Face of 'has-been' takes prize that packs a jinx
CAN Packing Room Prize winner Raelene Sharp beat the Archibald hoodoo?
ACTOR John Wood admits he is no oil painting -- but a portrait of him has won the Packing Room Prize, chosen from finalists for the Archibald Prize for portraiture.
"I'm not exactly the world's most handsome man," Wood said at the Art Gallery of NSW in Sydney yesterday.
"It's wonderful that a relatively unknown painter, painting a portrait of a has-been, has managed to win such a prestigious prize."
The portrait, A Strength of Character by Raelene Sharp, caught the eye of storeman Steve Peters, who controls 51 per cent of the vote. But it's a mixed blessing for Sharp: in the 21 years that Peters has chosen the Packing Room Prize, he has yet to pick the Archibald winner.
His choice is traditionally viewed as a jinx for the award, in what Peters joked was "obviously an oversight" by the gallery trustees, who select the winner.
Sharp's portrait is hanging at the AGNSW alongside 40 other portraits selected as finalists.
"I've tried a couple of times to enter over the years and know what it feels like to be rejected," Sharp said.
"I now appreciate what it's like to be selected out of so many entries. It's mind boggling."
More than 830 portraits were entered for the Archibald this year.
Coming in a close second for the Packing Room Prize was Paul Newton with his portrait of Future Fund chairman David Gonski. Peters said it wasn't chosen because "a lot of people wouldn't know who he is".
Vincent Fantauzzo won the Packing Room Prize last year with a portrait of celebrity chef Matt Moran brandishing a butcher's knife.
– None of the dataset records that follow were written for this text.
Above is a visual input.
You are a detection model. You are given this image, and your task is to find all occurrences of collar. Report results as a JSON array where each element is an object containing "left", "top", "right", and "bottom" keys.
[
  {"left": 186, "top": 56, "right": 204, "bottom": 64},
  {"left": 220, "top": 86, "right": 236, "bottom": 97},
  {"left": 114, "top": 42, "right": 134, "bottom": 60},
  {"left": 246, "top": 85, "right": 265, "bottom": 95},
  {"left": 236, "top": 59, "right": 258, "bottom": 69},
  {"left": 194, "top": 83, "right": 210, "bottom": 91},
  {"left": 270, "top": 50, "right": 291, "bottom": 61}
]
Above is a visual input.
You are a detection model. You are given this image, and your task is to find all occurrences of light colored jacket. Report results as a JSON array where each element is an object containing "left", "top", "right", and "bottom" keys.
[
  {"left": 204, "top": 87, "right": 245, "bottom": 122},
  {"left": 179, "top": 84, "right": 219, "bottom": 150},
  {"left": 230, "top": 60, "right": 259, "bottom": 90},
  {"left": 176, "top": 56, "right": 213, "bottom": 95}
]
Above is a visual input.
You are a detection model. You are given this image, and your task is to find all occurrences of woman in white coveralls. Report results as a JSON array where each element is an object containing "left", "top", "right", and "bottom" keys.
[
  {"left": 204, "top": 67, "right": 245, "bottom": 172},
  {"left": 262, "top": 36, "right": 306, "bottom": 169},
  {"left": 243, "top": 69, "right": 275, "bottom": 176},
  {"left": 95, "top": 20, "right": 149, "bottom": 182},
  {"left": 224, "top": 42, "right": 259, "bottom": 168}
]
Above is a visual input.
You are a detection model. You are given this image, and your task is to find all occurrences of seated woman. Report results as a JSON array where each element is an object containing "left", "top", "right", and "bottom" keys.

He is a finalist again this year with a painting of New Zealand-based singer Kimbra in a red dress.
Ben Quilty, who won the main prize last year with a portrait of the late Margaret Olley, is again a finalist with his portrait, Captain S after Afghanistan.
This year the AGNSW board of trustees has increased the main prize money by $25,000 to $75,000. Finalists were also announced yesterday for the $35,000 Wynne Prize for landscape painting or figurative sculpture, and the Sulman Prize, worth $30,000, for subject, genre or mural painting.
Another famous face to make this year's Archibald finalists is radio and television personality Father Bob Maguire. Painted by stencil artist Luke Cornish, the portrait depicts Father Bob with his characteristic scowl.
The Archibald Prize will be announced on March 30.